Institutional Arrangements and Transparency
In the second session of the day, experts agreed that robust institutional arrangements is key to enable countries to providing reliable, comprehensive and regularly updated information that meets the enhanced reporting requirements and to ensure requisite improvements on a regular basis.
James Harries, Technical Consultant – Climate Action Planning and Transparency, Ricardo Energy & Environment, said that transparency systems consisted of legal, procedural and institutional arrangements. The latter considers relations between people and institutions to ensure the sustainable preparation of GHG inventory, BURs, NCs of appropriate quality. The key principles for institutional arrangements are that no one-size-fits-all and the best approach will vary between country to country, though there are some common elements such as that they should be long-term and sustainable. Transparency/MRV is not just about the systems, it’s about the people.
In a panel discussion, Anand Tsog, Senior Specialist in Climate Change Policy, Ministry of Environment and Tourism, Mongolia, said that her country’s GHG Emission Inventory was being updated following the international accounting and reporting framework; the MRV and transparency system has been established; and that cross-sectoral approach was necessary to optimize the MRV system. “We are focusing on establishing a cross-sectoral committee of experts, climate change experts in each ministry, on improving the legal and policy environment in the long ter. The key focus is utilizing the existing system,” she said.
Ratnasari Wargahadibrata, Ministry of Environment and Forestry of Indonesia/ KLHK, Member of Compliance Committee under Kyoto Protocol Enforcement Branch, said that the establishment of institutional arrangement is important for coordination of MRV activities. “The commitment of local leaders is important for us. It is difficult to coordinate with them on climate issues,” she said.
Sandee Recabar, Chief, Implementation Oversight Division, Climate Change Commission-Climate Change Office, the Philippines, said that climate budget tagging was an important tool for the Government of the Philippines to accelerate climate-resilient development. All departments and agencies in the Philippines need to submit their projects to the Climate Change Commission for its review and approval. “Relationships matter for effective institutional arrangements and that Institutional Arrangements serve as a blueprint to implement transparency because it tells you who should do what and when,” she said.

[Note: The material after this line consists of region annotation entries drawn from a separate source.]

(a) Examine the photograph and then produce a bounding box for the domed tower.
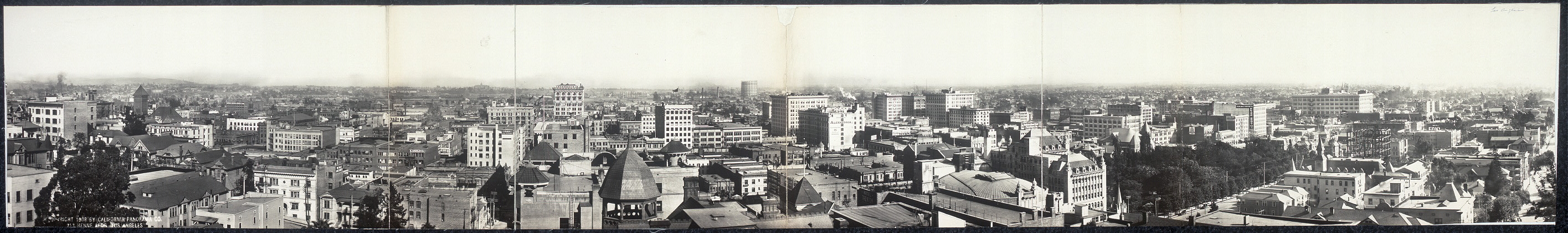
[130,85,152,115]
[659,140,691,167]
[599,153,660,228]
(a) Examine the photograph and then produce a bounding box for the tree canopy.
[33,134,144,227]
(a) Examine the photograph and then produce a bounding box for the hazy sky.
[4,5,1560,88]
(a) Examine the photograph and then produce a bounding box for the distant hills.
[66,77,198,85]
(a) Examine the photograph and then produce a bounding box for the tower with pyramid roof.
[599,153,662,228]
[130,85,152,115]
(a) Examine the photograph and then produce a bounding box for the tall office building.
[768,94,828,137]
[872,93,914,120]
[1074,113,1145,139]
[552,83,583,118]
[130,85,152,113]
[462,124,522,167]
[654,104,696,145]
[796,107,866,151]
[1291,88,1377,116]
[1106,102,1154,124]
[1410,99,1443,113]
[925,90,975,128]
[740,80,757,98]
[27,101,113,141]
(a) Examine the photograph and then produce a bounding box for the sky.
[3,5,1560,88]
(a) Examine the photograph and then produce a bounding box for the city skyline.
[4,5,1559,90]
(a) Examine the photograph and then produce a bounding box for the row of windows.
[543,134,577,140]
[33,116,60,124]
[273,134,321,140]
[33,109,60,115]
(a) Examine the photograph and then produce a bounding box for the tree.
[354,195,385,228]
[1485,159,1512,195]
[304,219,332,228]
[385,186,408,228]
[1510,110,1535,128]
[33,134,144,227]
[1410,140,1432,156]
[1530,151,1557,170]
[1524,169,1557,219]
[1485,194,1524,222]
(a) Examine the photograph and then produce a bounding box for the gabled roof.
[685,208,757,228]
[522,141,561,160]
[92,129,130,139]
[277,112,315,121]
[516,162,551,186]
[936,170,1035,199]
[125,171,229,209]
[659,140,691,154]
[191,150,251,170]
[4,139,55,153]
[832,201,930,228]
[132,134,181,151]
[153,141,207,158]
[790,180,823,205]
[16,121,44,129]
[599,151,662,200]
[326,184,381,203]
[147,107,185,123]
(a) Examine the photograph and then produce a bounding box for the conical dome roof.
[599,154,660,200]
[659,140,691,154]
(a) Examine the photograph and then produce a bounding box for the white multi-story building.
[1279,170,1367,203]
[1291,88,1377,116]
[4,164,55,227]
[483,105,538,128]
[266,126,337,153]
[925,90,975,128]
[147,123,213,148]
[462,124,522,167]
[224,116,266,131]
[1074,113,1143,139]
[254,164,320,222]
[796,107,866,150]
[654,104,696,145]
[768,94,828,137]
[552,83,585,118]
[687,123,762,148]
[27,99,111,141]
[872,93,914,120]
[337,128,359,143]
[932,105,996,128]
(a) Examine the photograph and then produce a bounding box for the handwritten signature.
[1491,8,1524,13]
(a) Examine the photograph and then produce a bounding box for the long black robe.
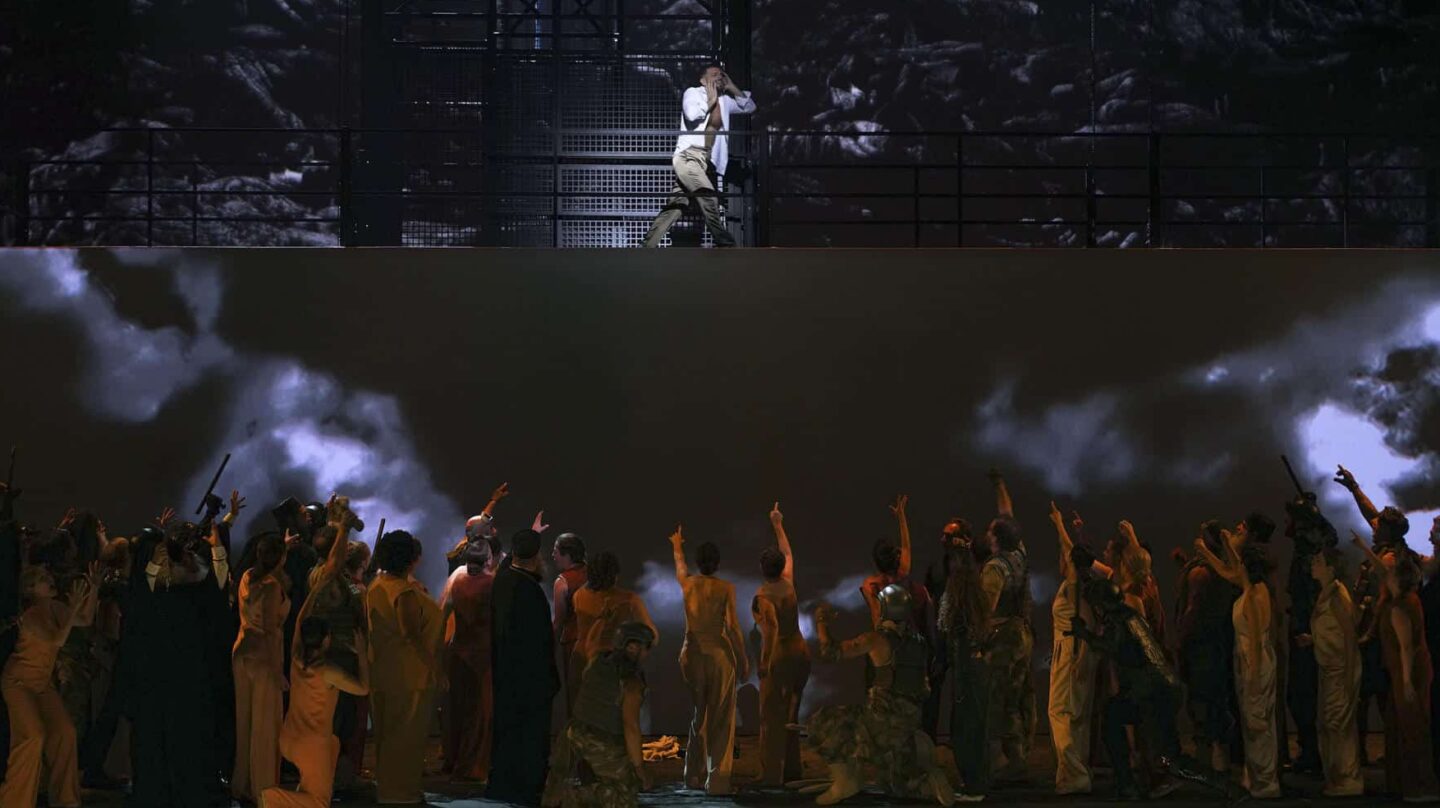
[485,559,560,805]
[118,542,229,808]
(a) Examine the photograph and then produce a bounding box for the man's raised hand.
[1335,465,1359,494]
[1117,519,1140,544]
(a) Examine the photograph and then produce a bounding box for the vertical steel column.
[1341,135,1349,246]
[1145,128,1165,246]
[955,133,965,246]
[145,128,156,246]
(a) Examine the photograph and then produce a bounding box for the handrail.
[0,118,1440,246]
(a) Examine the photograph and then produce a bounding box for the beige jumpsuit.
[680,575,744,794]
[1310,580,1365,796]
[366,575,445,802]
[750,578,811,786]
[0,602,81,808]
[1048,580,1096,794]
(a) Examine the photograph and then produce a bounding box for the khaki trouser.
[645,145,734,246]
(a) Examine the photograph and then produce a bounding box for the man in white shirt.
[645,65,755,246]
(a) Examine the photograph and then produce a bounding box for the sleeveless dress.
[680,575,744,794]
[750,578,811,786]
[445,567,495,781]
[1048,580,1096,794]
[366,575,445,802]
[230,569,289,801]
[1378,592,1440,801]
[1230,585,1280,799]
[261,660,340,808]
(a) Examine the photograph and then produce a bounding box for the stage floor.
[85,733,1384,808]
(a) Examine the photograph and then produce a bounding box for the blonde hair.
[1120,547,1151,586]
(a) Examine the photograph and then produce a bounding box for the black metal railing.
[4,127,1440,246]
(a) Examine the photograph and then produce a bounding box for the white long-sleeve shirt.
[675,86,755,176]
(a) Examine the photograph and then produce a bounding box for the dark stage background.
[0,0,1440,246]
[0,249,1440,733]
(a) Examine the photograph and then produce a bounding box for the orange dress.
[0,602,81,808]
[230,569,289,801]
[259,660,340,808]
[366,575,445,802]
[1380,592,1440,801]
[445,567,495,781]
[750,579,811,786]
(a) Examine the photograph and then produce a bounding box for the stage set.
[0,0,1440,808]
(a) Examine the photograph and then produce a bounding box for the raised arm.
[750,596,780,678]
[989,468,1015,519]
[1195,539,1246,588]
[1050,501,1076,580]
[670,524,690,578]
[724,73,755,112]
[55,578,95,645]
[770,500,795,583]
[1335,465,1380,526]
[890,494,910,578]
[321,495,351,578]
[480,482,510,517]
[815,602,884,663]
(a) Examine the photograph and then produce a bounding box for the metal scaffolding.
[354,0,756,246]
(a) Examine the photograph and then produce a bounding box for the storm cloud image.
[0,249,1440,733]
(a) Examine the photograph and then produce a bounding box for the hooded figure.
[115,529,229,808]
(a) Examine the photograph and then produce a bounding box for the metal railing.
[4,127,1440,246]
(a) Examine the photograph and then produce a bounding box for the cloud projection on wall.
[972,275,1440,549]
[0,251,461,591]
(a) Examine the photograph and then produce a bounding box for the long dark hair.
[300,616,330,668]
[251,530,285,580]
[940,544,989,642]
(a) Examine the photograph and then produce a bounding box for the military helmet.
[880,583,914,622]
[615,621,655,648]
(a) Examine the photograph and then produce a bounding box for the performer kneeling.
[1064,567,1220,799]
[541,622,655,808]
[805,583,955,805]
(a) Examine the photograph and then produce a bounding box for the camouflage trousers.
[805,687,933,799]
[541,722,641,808]
[985,618,1035,776]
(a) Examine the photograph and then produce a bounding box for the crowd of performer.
[0,467,1440,808]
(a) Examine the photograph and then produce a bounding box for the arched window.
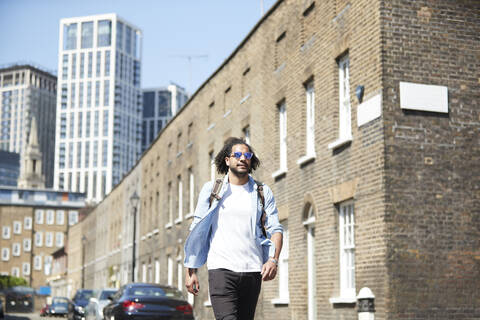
[303,203,317,320]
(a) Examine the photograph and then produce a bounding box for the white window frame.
[56,210,65,226]
[22,262,30,276]
[2,226,10,239]
[328,55,352,149]
[297,80,317,166]
[2,248,10,261]
[45,231,53,248]
[23,238,32,252]
[33,256,42,270]
[272,100,288,179]
[167,256,173,286]
[55,232,65,248]
[12,267,20,277]
[339,201,355,299]
[23,217,32,230]
[303,204,317,320]
[35,209,43,224]
[12,242,22,257]
[13,221,22,234]
[272,225,290,305]
[175,176,183,224]
[35,231,43,247]
[45,210,55,225]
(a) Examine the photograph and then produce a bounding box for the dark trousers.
[208,269,262,320]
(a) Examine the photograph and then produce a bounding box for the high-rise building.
[54,14,142,201]
[142,83,188,152]
[0,65,57,188]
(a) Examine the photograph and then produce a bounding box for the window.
[2,248,10,261]
[22,262,30,276]
[33,256,42,270]
[188,168,195,215]
[35,210,43,224]
[272,100,287,178]
[45,232,53,247]
[35,231,43,247]
[57,210,65,226]
[47,210,55,224]
[328,55,352,149]
[155,259,160,283]
[23,217,32,230]
[339,202,355,301]
[2,226,10,239]
[55,232,63,248]
[23,238,32,252]
[12,242,20,257]
[13,221,22,234]
[167,256,173,286]
[303,204,317,320]
[175,176,183,223]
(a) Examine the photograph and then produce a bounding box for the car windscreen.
[127,287,183,299]
[99,290,117,300]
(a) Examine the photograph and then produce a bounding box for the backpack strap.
[255,180,267,238]
[208,179,223,209]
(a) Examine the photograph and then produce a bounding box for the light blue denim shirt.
[184,175,283,268]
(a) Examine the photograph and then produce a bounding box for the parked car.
[103,283,194,320]
[5,286,35,312]
[48,297,69,317]
[40,304,50,317]
[85,288,117,320]
[68,289,93,320]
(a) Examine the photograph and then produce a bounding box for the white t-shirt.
[207,183,262,272]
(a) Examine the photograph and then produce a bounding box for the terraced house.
[75,0,480,320]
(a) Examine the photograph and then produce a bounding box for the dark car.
[103,283,193,320]
[5,286,35,312]
[48,297,69,317]
[68,289,93,320]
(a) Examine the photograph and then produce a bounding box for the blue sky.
[0,0,275,93]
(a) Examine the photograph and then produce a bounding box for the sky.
[0,0,275,94]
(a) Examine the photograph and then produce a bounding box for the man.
[184,138,283,320]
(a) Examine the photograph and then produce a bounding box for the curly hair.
[215,137,260,174]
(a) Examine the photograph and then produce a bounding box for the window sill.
[329,296,357,304]
[270,298,290,306]
[272,168,288,179]
[297,152,317,166]
[328,136,352,149]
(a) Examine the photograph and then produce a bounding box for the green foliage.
[0,276,28,289]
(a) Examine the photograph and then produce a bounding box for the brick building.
[77,0,480,320]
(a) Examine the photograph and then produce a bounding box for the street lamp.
[82,235,87,289]
[130,191,140,282]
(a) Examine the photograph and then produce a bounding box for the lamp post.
[130,191,140,282]
[82,236,87,289]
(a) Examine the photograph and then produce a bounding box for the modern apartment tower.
[0,65,57,188]
[142,83,188,152]
[54,14,142,201]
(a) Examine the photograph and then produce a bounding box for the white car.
[85,288,117,320]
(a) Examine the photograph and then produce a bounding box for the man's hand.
[185,268,200,295]
[261,259,277,281]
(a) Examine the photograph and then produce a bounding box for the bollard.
[357,287,375,320]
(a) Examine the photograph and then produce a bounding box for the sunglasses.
[230,151,253,160]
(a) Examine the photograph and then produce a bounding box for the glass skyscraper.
[54,14,142,201]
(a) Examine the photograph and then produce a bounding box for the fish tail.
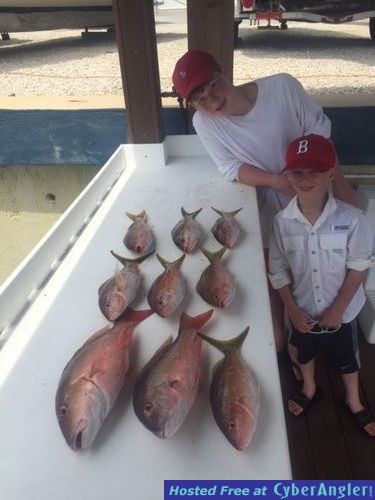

Dr. Sugumari Shanmugam, Under Secretary Climate Change Division, Malaysia, identified the challenges in her country as institutional, human and financial capacity, adding that there was a need to establish a legal framework and for communication and coordination with the private sector and the public. She said that the single most effective thing to improve institutional arrangements was that there should be buy-in from all relevant stakeholders.